Fig. 4 and S14 highlight noticeable differences between the two NMR-derived disorder descriptors and the entropy-based data at the residue level. A quantitative residue-by-residue comparison is thus difficult, given the inherent uncertainties in both NMR chemical shift measurements and MD simulations, but shared patterns do emerge. Along the N-terminal region, peaks indicative of increased local order appear at residues K6, V16–A29, K34, K45, V52, and T59 in |δCα|, and at comparable positions in 1 − S/Ssaw (notably K6, E13, K21–E35, K45, K60). The CheZOD score also shows elevated values at K6, V15–T33, and A53, but differs by presenting a distinct peak at V40 and lower order at K60.

In the NAC region, |δCα| shows peaks at V70, T75, A85, and I88. The entropy-based descriptor 1 − S/Ssaw displays corresponding peaks at G67, G73, K80, and G84. The CheZOD score shows similar variations with peaks at V66, K80, and A85.

The C-terminal region displays significant variability in all three descriptors. In |δCα|, prominent peaks are observed at A124, E126, and E137. The CheZOD score presents additional maxima at K96, A107, M116, G132, E126, and E137. The entropy-derived profile also reveals numerous peaks within residues K96–E139, including E110, D119, M127, G132, and P138.

While a perfect residue-by-residue correspondence is not observed, even between the two experimental descriptors based on the same δ data, overall trends and relative variations in local order along the α-synuclein sequence are consistent across all three descriptors, albeit with some positional shifts. Interestingly, the similarity between |δCα| and the entropy-based descriptor is stronger than with the CheZOD score. This is expected, as both |δCα| and S are sensitive to the local environment of Cα atoms, whereas CheZOD is derived from chemical shifts of all backbone atoms and therefore captures a broader range of structural features. The present discussion highlights the need for further experimental studies on IDPs across different temperatures to clarify the role of local entropy in protein dynamics and aggregation.

Effects induced by single amino-acid subsitutions in disordered protein ensembles as measured by the local entropy

The conformational ensemble of an IDP is vast, characterized by a rugged free-energy landscape with numerous minima of comparable energy.
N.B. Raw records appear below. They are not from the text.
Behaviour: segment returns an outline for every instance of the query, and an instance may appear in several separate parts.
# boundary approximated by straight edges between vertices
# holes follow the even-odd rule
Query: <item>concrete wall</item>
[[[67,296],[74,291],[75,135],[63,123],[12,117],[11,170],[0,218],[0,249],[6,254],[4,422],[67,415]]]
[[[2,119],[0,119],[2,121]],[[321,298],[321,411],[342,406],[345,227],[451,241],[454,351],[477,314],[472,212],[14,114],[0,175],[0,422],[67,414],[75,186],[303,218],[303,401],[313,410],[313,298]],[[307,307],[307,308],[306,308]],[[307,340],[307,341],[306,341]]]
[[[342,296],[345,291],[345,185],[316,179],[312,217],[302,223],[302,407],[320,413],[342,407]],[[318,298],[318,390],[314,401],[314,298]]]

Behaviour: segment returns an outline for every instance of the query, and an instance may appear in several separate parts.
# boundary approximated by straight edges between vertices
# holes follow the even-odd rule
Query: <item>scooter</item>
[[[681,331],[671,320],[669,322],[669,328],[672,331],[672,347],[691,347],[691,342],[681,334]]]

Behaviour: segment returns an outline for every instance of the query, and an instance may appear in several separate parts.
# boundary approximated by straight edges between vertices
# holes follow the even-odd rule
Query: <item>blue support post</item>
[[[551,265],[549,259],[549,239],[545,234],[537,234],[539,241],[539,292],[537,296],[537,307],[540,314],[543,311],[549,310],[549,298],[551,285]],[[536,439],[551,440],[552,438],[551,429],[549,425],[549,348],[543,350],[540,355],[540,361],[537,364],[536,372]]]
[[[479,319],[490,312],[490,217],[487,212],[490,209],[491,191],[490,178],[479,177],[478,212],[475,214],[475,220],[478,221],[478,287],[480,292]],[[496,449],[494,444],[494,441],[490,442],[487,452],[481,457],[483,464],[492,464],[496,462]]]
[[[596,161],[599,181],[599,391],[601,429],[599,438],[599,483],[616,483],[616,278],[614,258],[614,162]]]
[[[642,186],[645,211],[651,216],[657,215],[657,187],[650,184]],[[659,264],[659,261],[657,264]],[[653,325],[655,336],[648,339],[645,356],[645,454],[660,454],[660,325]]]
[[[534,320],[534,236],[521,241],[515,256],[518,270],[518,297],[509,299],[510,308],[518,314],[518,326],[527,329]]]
As a result, deciphering the impact of a single amino acid substitution on its structural diversity remains a significant challenge. This issue is particularly relevant for studying missense mutations in α-synuclein. The familial Parkinson's disease-associated variants A30P, E46K, and A53T exhibit distinct amyloid aggregation kinetics, leading to different pathological outcomes. Notably, the E46K mutation is associated with more severe clinical symptoms.

In this context, we propose using local entropy as a quantitative descriptor to assess the impact of single-point mutations on the structural ensemble of α-synuclein. This analysis is based on coarse-grained MD simulations reported in a previous study.79

The variations of the local entropy S at D = 1 and D = 2 for the mutants A30P, E46K, and A53T are presented in the SI (Fig. S1 panels c to h). The average values of S across the N-terminal, NAC, and C-terminal regions follow the same trend observed for the wild-type protein, as discussed in the previous section, namely: 〈SC-term < 〈SN-term < 〈SNAC. As in the wild-type, local inhomogeneities of S are observed along the sequence, with values tending to converge toward those of the SAW ensemble at D = 2. In general, residues near the mutation sites exhibit a decrease in local entropy, while distant residues can experience either an increase or a decrease. These effects are examined in more detail at D = 1 in Fig. 5, and are discussed below for each mutant.


image file: d5sc06411b-f5.tif
Fig. 5 Local entropy S at graph distance D = 1 as a function of the amino acid sequence of α-synuclein mutants at physiological temperature, calculated from a coarse-grained MD trajectory with R = 8 Å. Normalized values of the local entropy, S/Swt, are shown, where Swt corresponds to the local entropy of the wild-type protein. Lines are provided as guides for the eye. Full red symbols indicate positively charged amino acids, and blue symbols indicate negatively charged amino acids. Diamond symbols mark the positions of mutated residues: P30, K46, and T53. Light gray shading indicates the P1 (residues 36–42) and P2 (residues 45–57) segments, while dark gray shading indicates the NAC region (residues 61–95).

In the A30P mutant, the substitution of alanine by proline induces a marked local effect, with a sharp reduction of S in the A27–K34 segment. The lowest entropy values are found at P30 and G31. Notably, P30 explores only 2521 microstates (sPGs), compared to 23[thin space (1/6-em)]736 for A30 in the wild-type. Additional significant changes in S are observed at or near K21, as well as in key regions associated with aggregation: at K43, between the P1 and P2 regions; at E57, between the P2 and NAC regions; and at G73 within the NAC region. In contrast, the highly negatively charged C-terminus remains largely unaffected.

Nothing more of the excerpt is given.